Hexapods possess one of two types of antennae, segmented or annulated (Imms, A.D. (1939) Memoirs: on the antennal musculature in insects and other arthropods. Journal of Cell Science, 2(322), 273-320). Springtails typically have segmented antennae while higher hexapods such as insects have annulated antennae. For both types, the first two antennal segments contain both extrinsic muscles (anchored outside the antenna) and intrinsic muscles, contained completely within the antenna.

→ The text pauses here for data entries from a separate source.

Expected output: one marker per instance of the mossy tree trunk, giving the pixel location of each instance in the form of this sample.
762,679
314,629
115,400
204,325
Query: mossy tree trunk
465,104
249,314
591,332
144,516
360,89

However, there is variation within the Collembolla, and in families such as the Sminthuridae, and the genera Tomocerus and Orchesella, the terminal one or two segments have an annular structure which is devoid of muscles, and thus fragile and prone to breakage. Did this evolve to frustrate people who study springtails? Presumably not! But why would a springtail need such a hybrid antennal structure? Springtails are on the diet of many predators and a significant proportion of unsuccessful attacks by the predator Notiophilus biguttatus (Carabidae) on Orchesella cincta results in damage to the antennae (Ernsting, G., & Fokkema, D.S. (1982. Antennal damage and regeneration in springtails (Collembola) in relation to predation. Netherlands Journal of zoology, 33(4), 476-484). Being able to sacrifice part of your antennae (and regenerate then in subsequent moults - antennal damage results in an increase in moulting frequency) is better than being eaten.

Johnson's organ, an acoustic sensory organ in the second antennal segment, is absent in springtails (Imms, A.D. (1940) On growth processes in the antennae of insects. Quart. J. Microsc. Soc, 81, 585-593), presumably meaning that while they may be able to detect vibrations, springtails are essentially deaf (Goepfert, M.C., & Hennig, R.M. (2016) Hearing in insects. Annual review of entomology, 61, 257-276). With springtails, it's all about the pheromones.

Thursday, 1 March 2018

Tomocerus minor

Tomocerus minor

Tomocerus minor is an extremely common and widespread species, up to ~4.5mm long. As will all all Tomocerus species, the body is heavily covered in dark scales, but these can be easily lost in preserved specimens, changing the appearance to a golden colour:

Tomocerus minor

In T. minor, the empodium of the foot is about two-thirds the length of the claw:

Tomocerus minor - Claw

The spines on the inner side of the dens are tridentate, a highly characteristic feature which makes it impossible to confuse with any other species:

Tomocerus minor - Dens

Males can be recognized by the presence of a genital plate with circumgenital setae, absent in females, as seen here.